Traduction abrégée: "Les politiques, peut-être sans s'en rendre compte, font un cadeau aux actionnaires des banques aux dépens du contribuable."

Je veux dire, là, c'est juste pas possible! Paul Krugman, prix nobel d'économie, n'est pas capable de "connect the dots" et de voir comment le bailout est le produit d'un système corrompu jusqu'à la moëlle où il n'y a virtuellement aucune divergence d'intérêts entre la classe politique et les banques? Il ne voit pas que cette crise n'a été possible que grâce à la démission généralisée du personnel politique qui a refusé d'exercer sa fonction de régulation? Fannie Mae et Freddie Mac arrosant le personnel politique (dont Rahm Emanuel, nouveau directeur de cabinet d'Obama), ça lui a échappé? Le PDG d'Ameriquest qui se reconvertit en ambassadeur aux Pays-Bas grâce à ses généreuses contributions de campagne, pas vu? La loi sur les faillites personnelles qui est rédigée par les credit card companies en 2005 (avec le concours du nouveau Vice President, Joe Biden), ça lui a échappé? Les plus grosses contributions de campagne venant des Wall Street, ça ne ring pas a bell? Les banques qui freinent des quatres fers contre toute tentative de régulations des prêts "subprime"? Etait-il sur une autre planète ces dernières années ($120 milliards de bonus en 5 ans pour 5 firmes)?

"Possibly without realizing it"? Avec le TARP dirigé par un jeune gars de 35 ans venu tout droit de chez Goldman Sachs et voté préférentiellement par les représentants touchant le plus d'argent des banques*? Parrainé par Hank Paulson ancien président de GS? C'est du second degré? J'espère, sinon c'est la première fois que je trouve Krugman atterrant. L'Etat n'a pas repris les banques en main comme le suggérait le blogo au moment du bailout plan car il a partie liée avec les banques. C'est bien simple, on ne peut tout simplement plus faire la différence! L'Etat essaye de préserver la continuité du pouvoir financier au travers de la crise dans l'opacité la plus totale alors qu'il devrait au contraire le sanctionner au grand jour et en organiser le renouvellement (comme suggéré ici).
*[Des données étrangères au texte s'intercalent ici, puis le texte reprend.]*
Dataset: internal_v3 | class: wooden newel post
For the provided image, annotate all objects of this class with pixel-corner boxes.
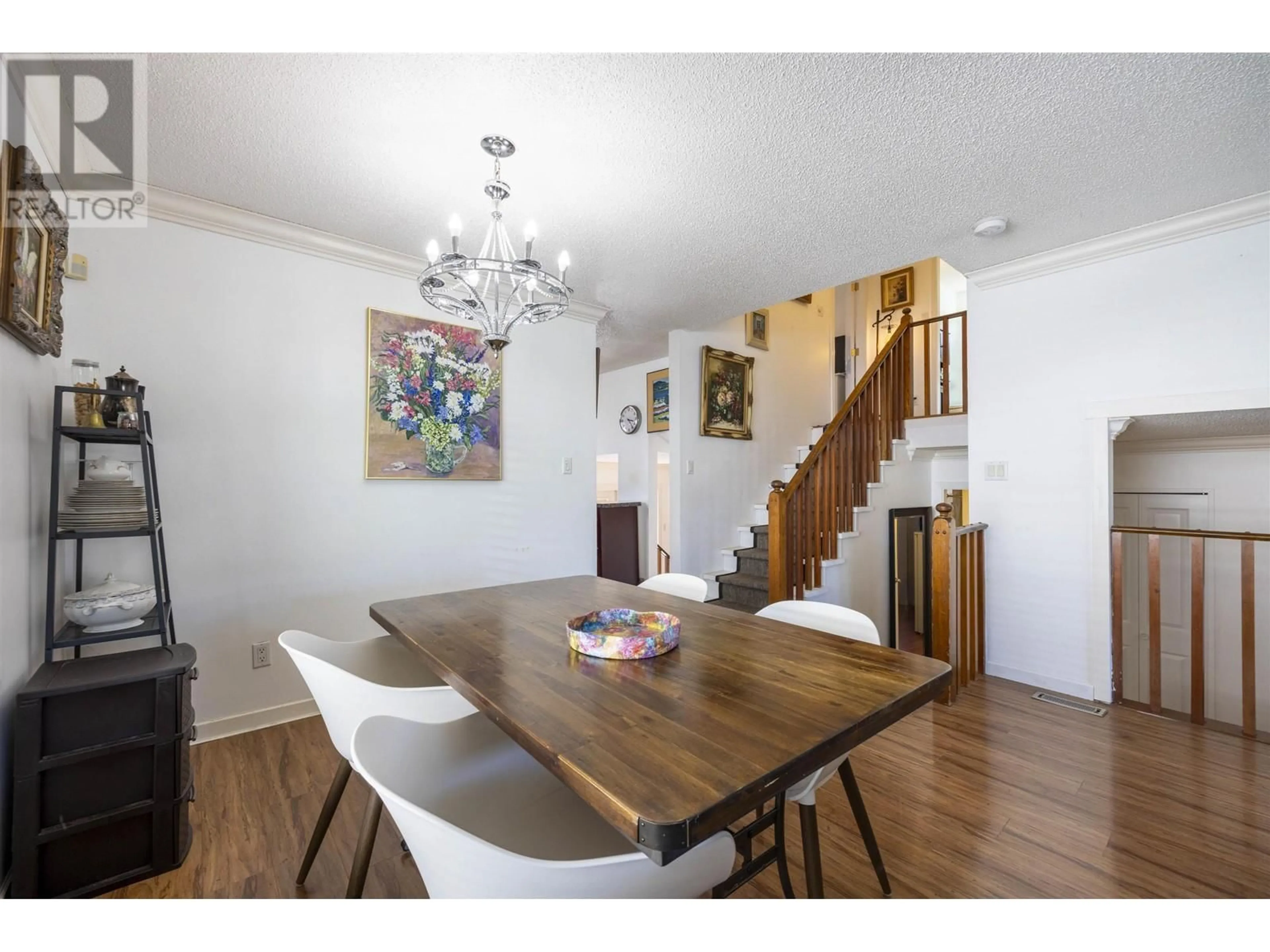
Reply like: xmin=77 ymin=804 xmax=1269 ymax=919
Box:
xmin=767 ymin=480 xmax=789 ymax=603
xmin=931 ymin=503 xmax=957 ymax=704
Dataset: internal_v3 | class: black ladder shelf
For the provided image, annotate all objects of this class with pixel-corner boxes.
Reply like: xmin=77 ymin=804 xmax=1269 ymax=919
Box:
xmin=44 ymin=387 xmax=177 ymax=661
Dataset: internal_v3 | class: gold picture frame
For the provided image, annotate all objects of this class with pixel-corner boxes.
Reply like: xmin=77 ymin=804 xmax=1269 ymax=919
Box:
xmin=701 ymin=346 xmax=754 ymax=439
xmin=745 ymin=308 xmax=772 ymax=350
xmin=881 ymin=265 xmax=914 ymax=311
xmin=644 ymin=367 xmax=671 ymax=433
xmin=363 ymin=307 xmax=504 ymax=481
xmin=0 ymin=142 xmax=67 ymax=357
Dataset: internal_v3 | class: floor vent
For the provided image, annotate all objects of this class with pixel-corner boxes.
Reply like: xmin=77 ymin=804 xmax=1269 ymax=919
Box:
xmin=1033 ymin=691 xmax=1107 ymax=717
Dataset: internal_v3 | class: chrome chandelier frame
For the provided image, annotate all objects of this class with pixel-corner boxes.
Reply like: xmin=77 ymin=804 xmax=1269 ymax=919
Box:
xmin=419 ymin=136 xmax=573 ymax=354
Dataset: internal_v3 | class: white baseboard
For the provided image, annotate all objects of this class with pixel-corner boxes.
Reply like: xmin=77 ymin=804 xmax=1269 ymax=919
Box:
xmin=193 ymin=697 xmax=318 ymax=744
xmin=983 ymin=661 xmax=1093 ymax=701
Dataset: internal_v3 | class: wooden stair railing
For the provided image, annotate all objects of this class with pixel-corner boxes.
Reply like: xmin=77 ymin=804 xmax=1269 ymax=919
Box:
xmin=1111 ymin=526 xmax=1270 ymax=740
xmin=931 ymin=503 xmax=988 ymax=704
xmin=767 ymin=308 xmax=912 ymax=602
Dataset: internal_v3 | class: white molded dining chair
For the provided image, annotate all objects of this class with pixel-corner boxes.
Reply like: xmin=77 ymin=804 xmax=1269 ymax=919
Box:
xmin=756 ymin=602 xmax=890 ymax=896
xmin=639 ymin=573 xmax=709 ymax=602
xmin=353 ymin=715 xmax=735 ymax=899
xmin=278 ymin=631 xmax=476 ymax=899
Avant la crise, les banques achetaient les politiques pour que ces derniers ne les empêchent pas de faire de l'argent frauduleusement et tranquillement. Depuis la crise, gagner de l'argent frauduleusement n'est plus possible alors les banques achètent les politiques pour qu'ils leur donnent directement l'argent du contribuable. C'est cet écosystème, qui se nourrissait sur l'endettement privé, qui a été sauvé in extremis par Paulson et qui se nourrit désormais sur l'endettement public (ou qui essaye plutôt de faire croire qu'il y parviendra le plus longtemps possible).

Alors Krugman devrait arrêter d'ouvrir ses grands yeux candides de petits garçons de dix ans et poser un regard adulte sur la situation (même s'il doit y perdre des chances de rallier l'administration Obama). Il devrait identifier les Etats-Unis pour ce qu'ils sont: un empire cédant sous le poids de sa propre corruption. Un empire qui ne traverse pas qu'une simple crise économique mais bien une crise politique.

* Sur le vote du TARP: "October 3, 2008 4:26 PM. House members voting for the bailout Friday have collected 41 percent more than opponents from the industries most eager for emergency aid. Senate vote was similarly divided."